• Anesthesiology · Jan 2010

    Predicting the unpredictable: a new prediction model for operating room times using individual characteristics and the surgeon's estimate.

    • Marinus J C Eijkemans, Mark van Houdenhoven, Tien Nguyen, Eric Boersma, Ewout W Steyerberg, and Geert Kazemier.
    • Department of Public Health, Center for Medical Decision Sciences, Erasmus MC University Medical Center, The Netherlands. m.j.c.eijkemans@umcutrecht.nl
    • Anesthesiology. 2010 Jan 1;112(1):41-9.

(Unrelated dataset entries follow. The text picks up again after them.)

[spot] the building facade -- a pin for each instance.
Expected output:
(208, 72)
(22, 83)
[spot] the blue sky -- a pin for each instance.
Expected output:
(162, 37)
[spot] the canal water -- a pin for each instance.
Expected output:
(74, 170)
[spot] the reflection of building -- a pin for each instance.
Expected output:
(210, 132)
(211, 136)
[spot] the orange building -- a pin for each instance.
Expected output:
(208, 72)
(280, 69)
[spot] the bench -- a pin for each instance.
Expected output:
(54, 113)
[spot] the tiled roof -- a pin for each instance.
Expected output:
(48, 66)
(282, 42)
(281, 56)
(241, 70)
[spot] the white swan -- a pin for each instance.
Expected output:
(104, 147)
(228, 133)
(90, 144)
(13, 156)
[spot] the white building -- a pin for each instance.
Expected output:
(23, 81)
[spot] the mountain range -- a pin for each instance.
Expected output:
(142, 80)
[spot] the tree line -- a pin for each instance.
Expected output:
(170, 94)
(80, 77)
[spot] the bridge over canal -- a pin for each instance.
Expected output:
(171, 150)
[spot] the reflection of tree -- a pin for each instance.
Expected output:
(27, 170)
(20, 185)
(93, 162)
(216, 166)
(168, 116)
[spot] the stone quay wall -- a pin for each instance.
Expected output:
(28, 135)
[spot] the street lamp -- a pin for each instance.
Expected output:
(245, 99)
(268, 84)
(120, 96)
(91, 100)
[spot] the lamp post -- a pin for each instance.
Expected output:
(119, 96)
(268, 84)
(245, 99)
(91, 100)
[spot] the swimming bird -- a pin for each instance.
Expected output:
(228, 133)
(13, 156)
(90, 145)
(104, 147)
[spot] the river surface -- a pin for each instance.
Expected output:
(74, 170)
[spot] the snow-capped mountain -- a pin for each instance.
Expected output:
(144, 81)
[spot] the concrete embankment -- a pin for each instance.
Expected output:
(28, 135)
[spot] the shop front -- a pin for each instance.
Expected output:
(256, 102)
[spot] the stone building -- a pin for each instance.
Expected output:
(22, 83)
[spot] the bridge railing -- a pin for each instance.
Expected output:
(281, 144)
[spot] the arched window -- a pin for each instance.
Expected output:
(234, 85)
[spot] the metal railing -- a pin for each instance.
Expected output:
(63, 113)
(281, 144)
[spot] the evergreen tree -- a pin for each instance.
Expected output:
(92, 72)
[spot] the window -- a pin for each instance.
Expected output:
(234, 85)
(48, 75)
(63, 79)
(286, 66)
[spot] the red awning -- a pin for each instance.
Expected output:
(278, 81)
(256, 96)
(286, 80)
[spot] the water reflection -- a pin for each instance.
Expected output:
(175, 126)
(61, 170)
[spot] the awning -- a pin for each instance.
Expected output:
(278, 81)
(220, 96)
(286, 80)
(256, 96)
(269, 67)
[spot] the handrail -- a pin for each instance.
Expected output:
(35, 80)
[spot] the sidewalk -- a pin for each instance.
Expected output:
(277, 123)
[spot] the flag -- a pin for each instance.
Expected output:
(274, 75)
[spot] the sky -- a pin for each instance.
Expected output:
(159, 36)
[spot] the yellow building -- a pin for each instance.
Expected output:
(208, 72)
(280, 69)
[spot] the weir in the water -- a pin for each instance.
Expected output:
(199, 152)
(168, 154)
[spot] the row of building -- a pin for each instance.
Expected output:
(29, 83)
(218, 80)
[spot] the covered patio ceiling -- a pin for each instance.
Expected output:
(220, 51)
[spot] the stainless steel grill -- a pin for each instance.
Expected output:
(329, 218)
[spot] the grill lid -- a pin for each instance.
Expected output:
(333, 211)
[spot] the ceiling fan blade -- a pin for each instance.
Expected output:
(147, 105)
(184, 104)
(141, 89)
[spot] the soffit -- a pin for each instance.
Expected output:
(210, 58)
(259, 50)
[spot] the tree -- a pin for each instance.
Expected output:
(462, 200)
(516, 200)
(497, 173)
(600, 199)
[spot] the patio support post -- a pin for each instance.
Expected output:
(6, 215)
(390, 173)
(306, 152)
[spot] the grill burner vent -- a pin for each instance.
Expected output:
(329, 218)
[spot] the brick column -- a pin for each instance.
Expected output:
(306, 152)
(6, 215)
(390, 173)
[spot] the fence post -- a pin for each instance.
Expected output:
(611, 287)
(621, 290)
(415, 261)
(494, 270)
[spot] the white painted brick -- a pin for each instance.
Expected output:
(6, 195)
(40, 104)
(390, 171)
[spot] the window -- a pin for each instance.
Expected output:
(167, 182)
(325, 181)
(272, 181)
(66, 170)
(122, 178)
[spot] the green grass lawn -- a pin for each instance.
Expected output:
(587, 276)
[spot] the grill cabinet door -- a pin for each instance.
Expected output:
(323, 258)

    Background: Routine predictions made by surgeons or historical mean durations have only limited capacity to predict operating room (OR) time. The authors aimed to devise a prediction model using the surgeon's estimate and characteristics of the surgical team, the operation, and the patient.Methods: Seventeen thousand four hundred twelve consecutive, elective operations from the general surgical department in an academic hospital were analyzed. The outcome was OR time, and the potential predictive factors were surgeon's estimate, number of planned procedures, number and experience of surgeons and anesthesiologists, patient's age and sex, number of previous hospital admissions, body mass index, and eight cardiovascular risk factors. Linear mixed modeling on the logarithm of the total OR time was performed.Results: Characteristics of the operation and the team had the largest predictive performance, whereas patient characteristics had a modest but distinct effect on OR time: operations were shorter for patients older than 60 yr, and higher body mass index was associated with longer OR times. The surgeon's estimate had an independent and substantial contribution to the prediction, and the final model explained 27% of the residual variation in log (OR time). Using the prediction model instead of the surgeon's prediction based on historical averages would reduce shorter-than-predicted and longer-than-predicted OR time by 2.8 and 6.6 min per case (a relative reduction of 12 and 25%, respectively), assessed on independent validation data.Conclusions: Detailed information on the operative session, the team, and the patient substantially improves the prediction of OR times, but the surgeon's estimate remains important. The prediction model may be used in OR scheduling.